Some spoilers for the first episode of The last of us and the game is ahead.
Adapting a beloved story from one medium to another is a tricky challenge. Certain aspects must inevitably change. Things that work in a novel might not work in a movie, and telling a rhythm-for-rhythm game in a TV show doesn’t make much sense. Even when it’s such a cinematic game as The last of us.
Thanks in part to some of the different paths it takes, HBO’s adaptation of the 2013 game is off to a great start. The cast and crew absolutely nailed the first episode, in my book. They hit the story beats they needed while changing things up enough to surprise fans of the game and, at least in some places, make the narrative work better in another medium.
The cold open is a scene from a 60s talk show, which is immediately a new twist. A scientist, played by the wonderful John Hannah, sets the record straight by explaining what the cordyceps fungal infection can do (take over the mind and bodily functions of its host) and how it could possibly affect humans. It couldn’t affect us without global warming, so good job, humans!
We go back to 2003, ten years before the game opened, and get a really great sequence with Joel (Pedro Pascal), his brother Tommy (Gabriel Luna), and Sarah. We see part of Sarah’s daily existence in the hours leading up to the outbreak. It’s a clever way to contextualize one’s life and well worth spending about 15 minutes before all hell breaks loose.

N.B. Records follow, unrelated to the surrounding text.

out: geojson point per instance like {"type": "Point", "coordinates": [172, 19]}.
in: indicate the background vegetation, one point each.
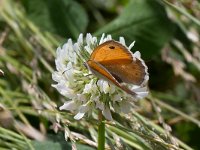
{"type": "Point", "coordinates": [166, 33]}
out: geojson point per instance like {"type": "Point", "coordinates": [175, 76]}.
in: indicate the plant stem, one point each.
{"type": "Point", "coordinates": [101, 132]}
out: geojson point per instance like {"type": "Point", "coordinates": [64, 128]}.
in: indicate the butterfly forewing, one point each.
{"type": "Point", "coordinates": [111, 52]}
{"type": "Point", "coordinates": [114, 62]}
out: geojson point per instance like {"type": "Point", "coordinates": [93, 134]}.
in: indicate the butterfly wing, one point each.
{"type": "Point", "coordinates": [111, 52]}
{"type": "Point", "coordinates": [119, 61]}
{"type": "Point", "coordinates": [97, 69]}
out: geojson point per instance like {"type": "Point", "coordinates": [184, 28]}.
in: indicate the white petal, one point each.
{"type": "Point", "coordinates": [137, 54]}
{"type": "Point", "coordinates": [106, 113]}
{"type": "Point", "coordinates": [125, 106]}
{"type": "Point", "coordinates": [71, 105]}
{"type": "Point", "coordinates": [131, 45]}
{"type": "Point", "coordinates": [79, 116]}
{"type": "Point", "coordinates": [102, 39]}
{"type": "Point", "coordinates": [57, 76]}
{"type": "Point", "coordinates": [100, 105]}
{"type": "Point", "coordinates": [122, 41]}
{"type": "Point", "coordinates": [80, 39]}
{"type": "Point", "coordinates": [83, 109]}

Again, not to spoil too much, but the show hits the key plot points. The most important scene of this part of the episode is almost exactly the same as in the game and some other moments are reproduced shot by shot, but so far there are many changes.
Sarah, for example, does not discover the infected when the French window of her house is broken. Instead, she walks into a neighbor’s house and encounters one. Also, Joel isn’t home at the time, which puts her in more danger.
I won’t break down all of the deviations the episode makes from the game. I think the show reframes the beef that Joel and Tess (Anna Torv) have with Robert in a way that more logically moves the overall story forward. Their first encounter with Ellie (Bella Ramsay) is totally different, as is how we first understand why her survival is so vital.
Many reviews I’ve read indicate that HBO and the creatives mix what they need and thrive in this world in new ways. Changing the way infection spreads from spores to fungi, for example, means actors don’t have to wear masks in certain scenes.
I’m especially looking forward to the much-loved episode which focuses on Bill and Frank, a relationship that’s only stated in-game in the environmental storytelling, a note, and Bill’s reaction to it. Deviating from Joel and Ellie’s story to tell another in this universe – something that wouldn’t be possible for the game – is an exciting change.
Adapting a popular work into another medium does not mean devoutly telling the exact same story. In this case, the writers and producers had to condense a 15-hour game into a 10-hour TV season. But that aside, adaptations are almost always more compelling when they stray a bit from the source material.
In Nothing lasts eternallythe novel that die hard is based on, the protagonist is Joe Leland, a retired NYPD detective who goes to a Christmas party at the office tower where his daughter works. Leland’s wife died at this point. The movie swapped Leland for a younger, active cop and hosted the party at his wife’s office instead. It’s safe to say that these changes worked for the best.
In the novel which Who Framed Roger Rabbit is based on, Roger is murdered early on. A faithful adaptation would never have given us that classic team-up of Roger and Eddie Valiant. While I love Tom Bombadil, cramming him into the Lord of the Rings movies would have slowed the pace of an already epic saga. And if The Wonderful Wizard of Oz and The little Mermaid had been told exactly in their most famous film versions, they would not have been suitable for children.
Similarly, a movie that adapted exactly one of the main Mario games would quickly fall flat. There’s not enough story to hang a feature film on. I liked the first one sonic the hedgehog movie, which is nothing like any of the games, and I’m interested to see how the Gran Turismo the film shakes, given that it’s about someone who is very good at these games becoming an actual race car driver. For what it’s worth, I had a great time with the Unexplored movie too, although it broke together elements of several games in this series.
All this to say that creatives have many reasons to make changes while adapting a work to another medium. It doesn’t always work (many video game film adaptations aren’t exactly great), but things can’t always stay exactly as they were in the source material.
There is no point in getting too valuable for an existing property that is suitable for another medium. If you want an experience exactly the same as Naughty Dog’s game, you can just play The last of us.
The show may not live up to your expectations and turn out to be disappointing. I hope not, especially after the quality of the premiere, but the quality of the show will not negatively impact the legacy of the game. The original incarnation The last of us (or the PS5 remake) will always be the same thing you love and can always come back to. No one, not even HBO, can take it away.
I’m all for this new version of racing, though. I’m counting the hours until episode two.
The last of us airs on HBO and HBO Max at 9 p.m. ET on Sundays.